Il convient de souligner que dans l'affaire Re F. (Children) (Abduction: Removal Outside Jurisdiction) [2008] EWCA Civ. 842, [Référence INCADAT : HC/E/UKe 982] un juge revint sur sa décision d'ordonner le retour notamment en raison de l'affaire Re M. La Cour d'appel ne discuta toutefois pas la décision de la Chambre des Lords, insistant sur des éléments nouveaux qui montraient qu'il était inévitable que la mère soit renvoyée dans son pays vu son statut d'immigration.
Dans E.M. (Lebanon) v. Secretary of State for the Home Department [2008] UKHL 64, [2008] 3 W.L.R. 931, [Référence INCADAT : HC/E/UKe 994], un enfant avait été enlevé de son pays de résidence habituelle, qui n'était pas partie à aucune convention relative à l'enlèvement. Il s'agissait en l'espèce d'une affaire d'immigration. La demande d'asile de la mère avait été refusée mais son argument selon lequel le retour aurait violé son droit et le droit de son enfant au respect de la vie familiale selon l'article 8 de la Convention européenne des Droits de l'Homme (CEDH) avait finalement prévalu.
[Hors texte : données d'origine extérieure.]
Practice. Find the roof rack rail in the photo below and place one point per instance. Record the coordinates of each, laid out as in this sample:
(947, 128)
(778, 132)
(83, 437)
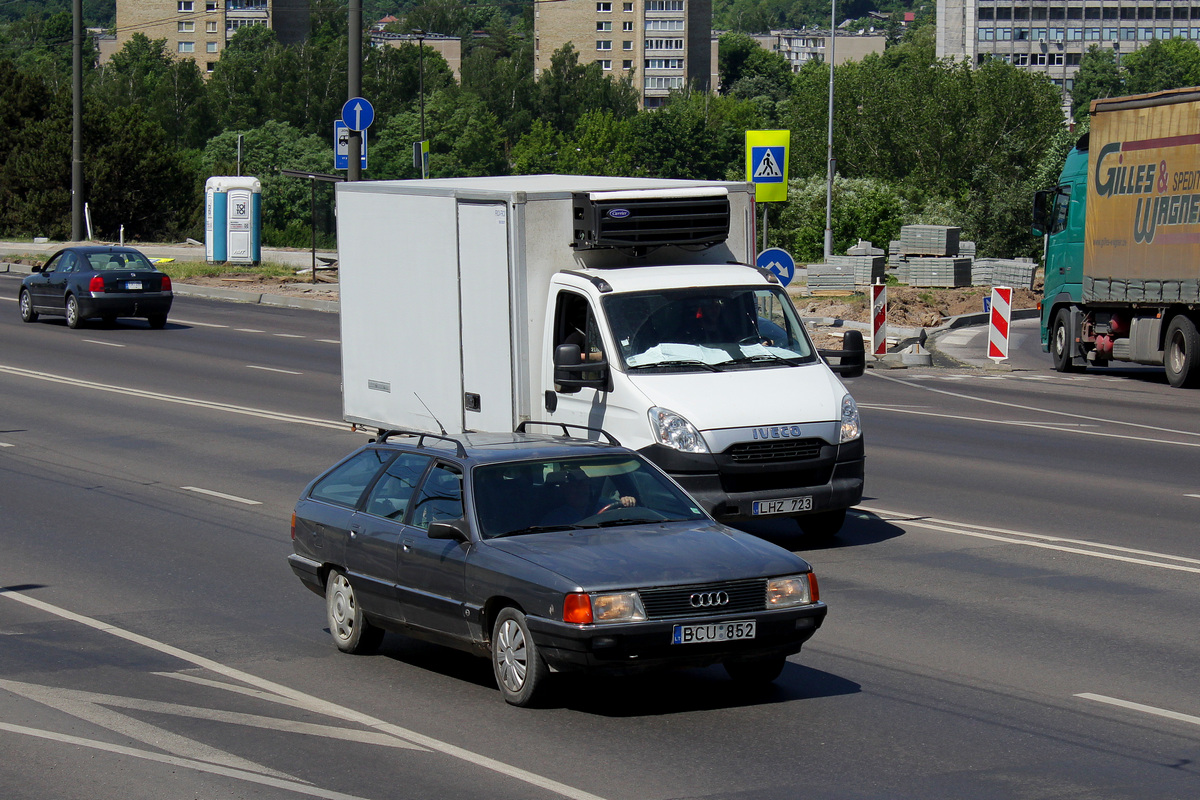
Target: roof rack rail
(421, 435)
(564, 426)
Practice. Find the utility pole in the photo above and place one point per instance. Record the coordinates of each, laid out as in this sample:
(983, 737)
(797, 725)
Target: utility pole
(354, 71)
(77, 120)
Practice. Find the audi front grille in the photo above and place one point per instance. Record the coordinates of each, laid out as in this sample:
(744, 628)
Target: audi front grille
(705, 600)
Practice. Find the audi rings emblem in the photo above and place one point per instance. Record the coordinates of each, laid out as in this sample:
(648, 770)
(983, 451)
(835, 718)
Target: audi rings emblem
(709, 599)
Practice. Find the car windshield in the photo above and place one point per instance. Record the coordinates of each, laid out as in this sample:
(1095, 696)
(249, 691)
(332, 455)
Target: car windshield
(532, 497)
(124, 260)
(707, 329)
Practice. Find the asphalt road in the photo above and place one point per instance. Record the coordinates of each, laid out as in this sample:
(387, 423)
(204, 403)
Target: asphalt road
(1012, 609)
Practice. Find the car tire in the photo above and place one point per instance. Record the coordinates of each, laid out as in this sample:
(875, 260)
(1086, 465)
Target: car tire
(1061, 338)
(755, 672)
(73, 318)
(351, 630)
(1181, 353)
(823, 525)
(516, 660)
(27, 307)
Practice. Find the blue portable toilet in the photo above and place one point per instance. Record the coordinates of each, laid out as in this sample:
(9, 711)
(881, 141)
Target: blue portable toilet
(233, 220)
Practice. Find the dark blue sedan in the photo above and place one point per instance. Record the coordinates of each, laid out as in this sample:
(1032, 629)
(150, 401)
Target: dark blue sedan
(545, 553)
(88, 282)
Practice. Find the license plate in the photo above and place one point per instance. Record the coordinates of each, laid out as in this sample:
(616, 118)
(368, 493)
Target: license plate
(713, 632)
(781, 505)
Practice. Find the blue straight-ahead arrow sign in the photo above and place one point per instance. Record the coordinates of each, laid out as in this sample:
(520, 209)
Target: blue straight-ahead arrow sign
(358, 114)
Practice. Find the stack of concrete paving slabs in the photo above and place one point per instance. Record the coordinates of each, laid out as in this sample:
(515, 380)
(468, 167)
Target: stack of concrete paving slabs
(939, 271)
(930, 240)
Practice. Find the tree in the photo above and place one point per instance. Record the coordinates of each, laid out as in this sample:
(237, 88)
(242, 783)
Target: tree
(1098, 77)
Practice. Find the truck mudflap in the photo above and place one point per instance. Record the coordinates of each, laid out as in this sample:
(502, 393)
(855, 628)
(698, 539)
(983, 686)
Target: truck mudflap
(831, 479)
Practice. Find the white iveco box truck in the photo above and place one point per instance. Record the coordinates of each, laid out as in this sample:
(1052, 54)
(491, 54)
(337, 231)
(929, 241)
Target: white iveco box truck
(611, 302)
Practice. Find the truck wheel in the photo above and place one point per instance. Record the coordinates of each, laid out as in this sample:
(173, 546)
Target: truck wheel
(1061, 341)
(1182, 353)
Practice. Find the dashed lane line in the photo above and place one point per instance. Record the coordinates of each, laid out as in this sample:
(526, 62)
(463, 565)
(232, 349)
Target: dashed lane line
(233, 498)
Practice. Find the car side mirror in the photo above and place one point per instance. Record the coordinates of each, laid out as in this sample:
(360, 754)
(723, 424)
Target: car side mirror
(456, 530)
(851, 358)
(570, 368)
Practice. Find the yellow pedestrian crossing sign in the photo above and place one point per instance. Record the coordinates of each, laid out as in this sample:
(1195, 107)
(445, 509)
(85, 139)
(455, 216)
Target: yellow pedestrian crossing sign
(767, 164)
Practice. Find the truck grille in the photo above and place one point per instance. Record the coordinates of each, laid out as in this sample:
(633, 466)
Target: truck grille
(671, 602)
(756, 452)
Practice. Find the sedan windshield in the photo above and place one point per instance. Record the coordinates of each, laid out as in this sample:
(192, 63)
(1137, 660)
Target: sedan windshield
(532, 497)
(707, 329)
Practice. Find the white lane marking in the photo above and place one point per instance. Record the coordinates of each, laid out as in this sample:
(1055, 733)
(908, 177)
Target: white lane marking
(1045, 426)
(1038, 410)
(1039, 540)
(279, 416)
(313, 703)
(94, 708)
(189, 322)
(174, 761)
(1139, 707)
(286, 372)
(221, 494)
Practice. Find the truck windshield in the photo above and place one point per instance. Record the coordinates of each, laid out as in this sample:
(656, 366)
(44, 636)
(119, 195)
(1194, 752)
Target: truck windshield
(707, 329)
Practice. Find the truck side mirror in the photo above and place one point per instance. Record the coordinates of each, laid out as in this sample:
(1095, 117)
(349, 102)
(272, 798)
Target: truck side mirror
(851, 358)
(570, 371)
(1042, 204)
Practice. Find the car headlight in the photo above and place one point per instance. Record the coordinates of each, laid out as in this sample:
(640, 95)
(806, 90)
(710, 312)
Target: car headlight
(676, 432)
(792, 590)
(612, 607)
(851, 427)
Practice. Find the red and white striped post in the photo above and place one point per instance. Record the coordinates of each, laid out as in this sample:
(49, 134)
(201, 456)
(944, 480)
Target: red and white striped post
(879, 319)
(997, 329)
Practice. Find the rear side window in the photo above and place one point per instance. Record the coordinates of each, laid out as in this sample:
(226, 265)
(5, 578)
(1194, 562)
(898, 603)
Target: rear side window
(390, 494)
(346, 482)
(441, 497)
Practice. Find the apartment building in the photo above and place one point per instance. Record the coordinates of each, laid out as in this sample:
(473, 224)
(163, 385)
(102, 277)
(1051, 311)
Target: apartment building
(813, 44)
(199, 29)
(666, 44)
(1051, 37)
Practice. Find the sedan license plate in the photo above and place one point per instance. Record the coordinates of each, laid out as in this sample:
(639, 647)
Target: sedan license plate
(781, 505)
(713, 632)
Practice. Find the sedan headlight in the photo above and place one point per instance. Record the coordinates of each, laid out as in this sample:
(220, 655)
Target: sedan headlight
(676, 432)
(851, 427)
(612, 607)
(792, 590)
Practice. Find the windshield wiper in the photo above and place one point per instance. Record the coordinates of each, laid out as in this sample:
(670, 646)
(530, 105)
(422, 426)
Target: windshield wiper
(678, 362)
(763, 358)
(535, 529)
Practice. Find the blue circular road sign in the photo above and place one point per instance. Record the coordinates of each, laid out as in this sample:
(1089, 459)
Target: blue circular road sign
(778, 262)
(358, 114)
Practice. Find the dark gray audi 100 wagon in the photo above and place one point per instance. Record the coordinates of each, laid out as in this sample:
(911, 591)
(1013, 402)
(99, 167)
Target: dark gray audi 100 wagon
(544, 552)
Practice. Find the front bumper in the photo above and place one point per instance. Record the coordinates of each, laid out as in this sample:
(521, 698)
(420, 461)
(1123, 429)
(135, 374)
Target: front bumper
(125, 304)
(833, 479)
(645, 645)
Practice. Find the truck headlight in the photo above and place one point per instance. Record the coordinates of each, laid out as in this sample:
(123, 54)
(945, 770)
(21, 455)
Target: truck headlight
(851, 428)
(791, 590)
(676, 432)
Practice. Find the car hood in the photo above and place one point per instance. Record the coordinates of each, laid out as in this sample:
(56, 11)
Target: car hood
(748, 397)
(652, 555)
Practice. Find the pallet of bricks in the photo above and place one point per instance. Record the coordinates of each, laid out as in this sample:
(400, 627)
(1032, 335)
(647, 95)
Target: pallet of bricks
(845, 272)
(1003, 272)
(929, 257)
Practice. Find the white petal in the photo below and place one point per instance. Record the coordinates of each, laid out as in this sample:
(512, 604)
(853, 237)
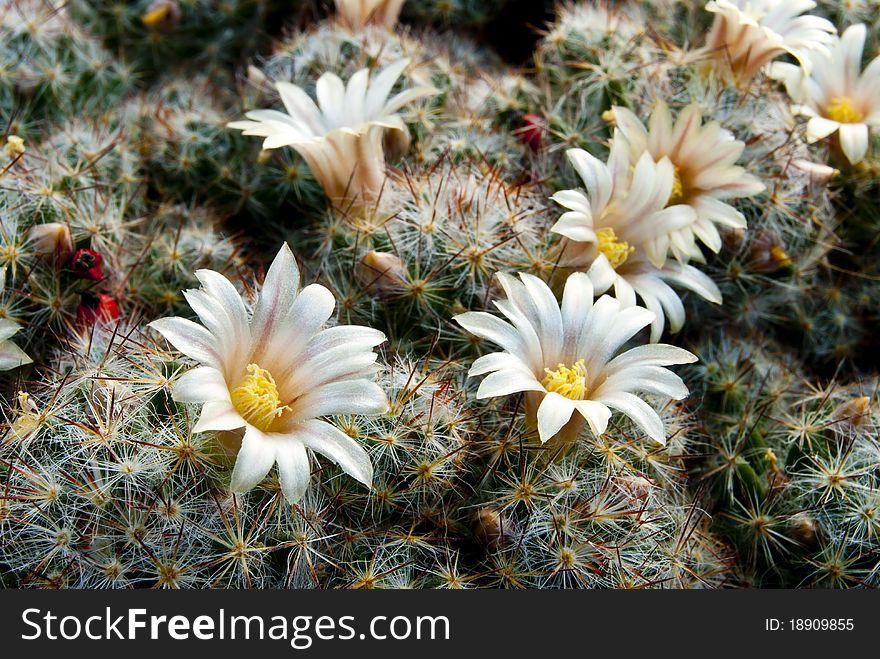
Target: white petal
(254, 460)
(334, 444)
(553, 413)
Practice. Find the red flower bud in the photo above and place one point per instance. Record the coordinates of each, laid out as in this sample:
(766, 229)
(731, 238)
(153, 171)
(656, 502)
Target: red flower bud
(86, 264)
(532, 131)
(95, 307)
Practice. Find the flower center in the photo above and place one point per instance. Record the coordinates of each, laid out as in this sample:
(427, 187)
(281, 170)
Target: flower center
(843, 111)
(677, 194)
(256, 398)
(617, 251)
(568, 382)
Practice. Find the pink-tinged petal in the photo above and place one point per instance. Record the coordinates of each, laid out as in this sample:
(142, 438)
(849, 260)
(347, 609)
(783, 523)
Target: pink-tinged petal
(553, 413)
(854, 141)
(254, 460)
(294, 471)
(332, 443)
(219, 415)
(200, 385)
(346, 397)
(642, 414)
(279, 291)
(191, 339)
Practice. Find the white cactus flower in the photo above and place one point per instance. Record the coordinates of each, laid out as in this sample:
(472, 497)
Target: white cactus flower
(357, 14)
(621, 231)
(276, 373)
(565, 358)
(703, 156)
(748, 34)
(836, 94)
(11, 356)
(341, 138)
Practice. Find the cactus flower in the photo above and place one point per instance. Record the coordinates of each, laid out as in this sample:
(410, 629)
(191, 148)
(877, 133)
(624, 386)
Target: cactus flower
(274, 374)
(835, 96)
(563, 357)
(748, 34)
(621, 231)
(341, 138)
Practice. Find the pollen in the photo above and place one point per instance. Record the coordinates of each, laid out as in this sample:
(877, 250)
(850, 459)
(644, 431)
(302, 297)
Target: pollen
(617, 251)
(568, 382)
(257, 400)
(677, 194)
(843, 111)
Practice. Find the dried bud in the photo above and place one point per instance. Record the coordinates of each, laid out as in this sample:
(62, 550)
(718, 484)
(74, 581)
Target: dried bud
(86, 264)
(804, 530)
(766, 252)
(491, 527)
(855, 411)
(96, 307)
(532, 131)
(51, 240)
(162, 15)
(14, 147)
(381, 274)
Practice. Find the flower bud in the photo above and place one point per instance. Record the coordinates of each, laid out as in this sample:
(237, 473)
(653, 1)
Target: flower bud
(162, 15)
(94, 308)
(51, 240)
(491, 527)
(86, 264)
(381, 274)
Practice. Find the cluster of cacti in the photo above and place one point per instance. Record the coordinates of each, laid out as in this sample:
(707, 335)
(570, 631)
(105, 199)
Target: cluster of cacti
(291, 299)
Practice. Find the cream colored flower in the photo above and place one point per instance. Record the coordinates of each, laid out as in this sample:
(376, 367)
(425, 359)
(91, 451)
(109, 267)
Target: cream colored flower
(275, 374)
(341, 138)
(621, 231)
(836, 94)
(703, 156)
(357, 14)
(11, 356)
(747, 34)
(565, 358)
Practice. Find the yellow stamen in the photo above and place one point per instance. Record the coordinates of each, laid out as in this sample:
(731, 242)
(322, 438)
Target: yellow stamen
(843, 111)
(157, 15)
(617, 251)
(257, 400)
(677, 194)
(568, 382)
(14, 147)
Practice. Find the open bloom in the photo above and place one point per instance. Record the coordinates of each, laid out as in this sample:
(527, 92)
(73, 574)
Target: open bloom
(11, 356)
(703, 157)
(835, 95)
(621, 230)
(563, 357)
(341, 138)
(274, 374)
(747, 34)
(357, 14)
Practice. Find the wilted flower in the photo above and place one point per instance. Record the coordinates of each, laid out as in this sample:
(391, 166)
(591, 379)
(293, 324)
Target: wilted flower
(621, 231)
(835, 95)
(11, 356)
(357, 14)
(747, 34)
(703, 157)
(276, 373)
(341, 138)
(51, 239)
(563, 358)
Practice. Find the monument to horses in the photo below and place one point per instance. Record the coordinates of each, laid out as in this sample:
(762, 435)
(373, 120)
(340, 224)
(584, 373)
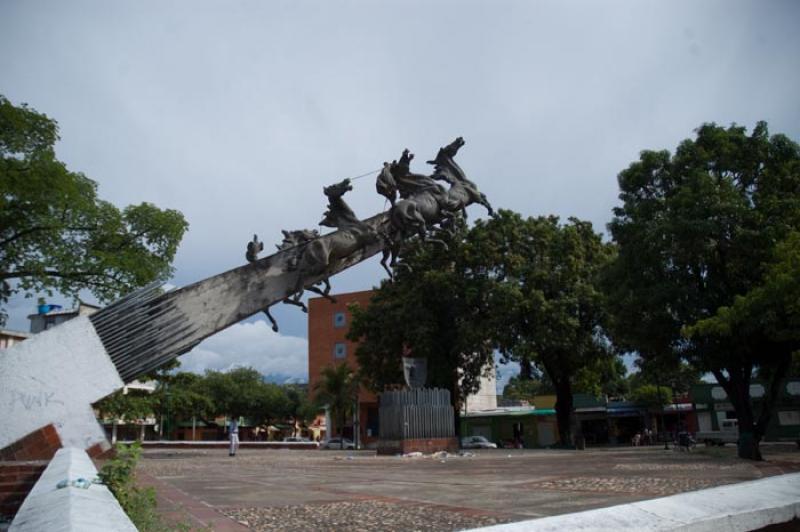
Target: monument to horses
(66, 369)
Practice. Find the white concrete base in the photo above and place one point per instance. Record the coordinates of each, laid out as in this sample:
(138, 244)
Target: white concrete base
(71, 508)
(54, 377)
(738, 507)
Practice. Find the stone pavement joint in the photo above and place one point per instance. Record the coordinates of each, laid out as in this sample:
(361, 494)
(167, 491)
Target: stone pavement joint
(338, 490)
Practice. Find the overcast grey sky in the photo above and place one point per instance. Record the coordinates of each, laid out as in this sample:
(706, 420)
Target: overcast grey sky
(237, 113)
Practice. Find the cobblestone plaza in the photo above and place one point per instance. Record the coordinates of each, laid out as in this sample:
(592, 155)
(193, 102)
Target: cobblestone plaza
(318, 490)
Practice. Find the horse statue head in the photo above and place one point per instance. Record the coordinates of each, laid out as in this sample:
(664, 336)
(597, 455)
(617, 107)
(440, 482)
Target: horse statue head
(338, 190)
(446, 169)
(295, 238)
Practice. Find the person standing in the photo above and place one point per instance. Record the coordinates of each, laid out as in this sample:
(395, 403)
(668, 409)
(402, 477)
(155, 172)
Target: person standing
(233, 436)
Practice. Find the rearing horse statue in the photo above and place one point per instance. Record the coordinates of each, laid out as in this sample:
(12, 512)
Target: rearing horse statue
(424, 204)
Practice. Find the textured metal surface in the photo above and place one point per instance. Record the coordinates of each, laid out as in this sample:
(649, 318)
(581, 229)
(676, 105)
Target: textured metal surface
(149, 327)
(416, 413)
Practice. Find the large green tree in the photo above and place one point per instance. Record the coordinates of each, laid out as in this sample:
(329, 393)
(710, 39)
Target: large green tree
(553, 310)
(243, 392)
(695, 230)
(338, 391)
(56, 234)
(438, 307)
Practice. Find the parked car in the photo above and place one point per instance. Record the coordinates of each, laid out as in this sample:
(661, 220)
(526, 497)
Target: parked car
(477, 442)
(728, 433)
(299, 439)
(339, 443)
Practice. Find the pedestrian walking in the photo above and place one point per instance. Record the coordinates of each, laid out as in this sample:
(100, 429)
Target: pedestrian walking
(233, 436)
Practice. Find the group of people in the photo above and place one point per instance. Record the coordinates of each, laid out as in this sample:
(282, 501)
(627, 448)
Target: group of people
(645, 437)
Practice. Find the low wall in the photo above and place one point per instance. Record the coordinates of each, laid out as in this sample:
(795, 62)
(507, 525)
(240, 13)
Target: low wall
(16, 481)
(418, 445)
(70, 508)
(755, 505)
(223, 444)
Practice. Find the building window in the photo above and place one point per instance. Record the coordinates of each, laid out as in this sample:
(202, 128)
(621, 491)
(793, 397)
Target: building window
(339, 350)
(339, 319)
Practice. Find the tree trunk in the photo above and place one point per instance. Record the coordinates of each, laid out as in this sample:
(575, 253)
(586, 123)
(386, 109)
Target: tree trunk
(772, 392)
(737, 386)
(564, 408)
(525, 369)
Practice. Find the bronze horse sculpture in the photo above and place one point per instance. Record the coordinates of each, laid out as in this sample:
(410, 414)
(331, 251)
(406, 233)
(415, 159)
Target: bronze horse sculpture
(418, 205)
(425, 204)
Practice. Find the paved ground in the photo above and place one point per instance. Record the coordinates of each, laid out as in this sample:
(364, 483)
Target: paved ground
(333, 490)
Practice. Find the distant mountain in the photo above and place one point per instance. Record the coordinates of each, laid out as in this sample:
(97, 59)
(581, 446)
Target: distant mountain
(282, 378)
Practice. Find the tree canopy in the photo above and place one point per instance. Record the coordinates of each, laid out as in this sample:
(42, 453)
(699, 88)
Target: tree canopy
(56, 234)
(338, 390)
(552, 309)
(439, 308)
(695, 230)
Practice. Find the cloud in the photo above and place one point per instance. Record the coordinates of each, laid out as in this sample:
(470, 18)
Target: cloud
(251, 344)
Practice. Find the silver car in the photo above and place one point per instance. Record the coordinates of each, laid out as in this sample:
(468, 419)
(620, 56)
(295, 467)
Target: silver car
(339, 443)
(477, 442)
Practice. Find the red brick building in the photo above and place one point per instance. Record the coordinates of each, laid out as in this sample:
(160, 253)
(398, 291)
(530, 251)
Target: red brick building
(328, 324)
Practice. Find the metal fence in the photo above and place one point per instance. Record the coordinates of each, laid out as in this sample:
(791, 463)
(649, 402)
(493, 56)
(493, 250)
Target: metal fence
(416, 413)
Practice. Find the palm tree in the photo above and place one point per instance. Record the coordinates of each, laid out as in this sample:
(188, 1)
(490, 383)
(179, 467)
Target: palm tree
(338, 389)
Toutefois, il importe de noter qu'en l'espèce la vie familiale de l'enfant se résumait à sa vie avec sa mère puisque que le père n'avait eu aucun contact avec lui depuis sa naissance. Par une majorité de 4 contre 1, les juges estimèrent que le droit de la famille libanais, quoique de nature discriminatoire puisqu'il imposait le transfert automatique de la responsabilité de l'enfant de la mère au père le jour de son 7ème anniversaire, ne violait pas en principe la CEDH.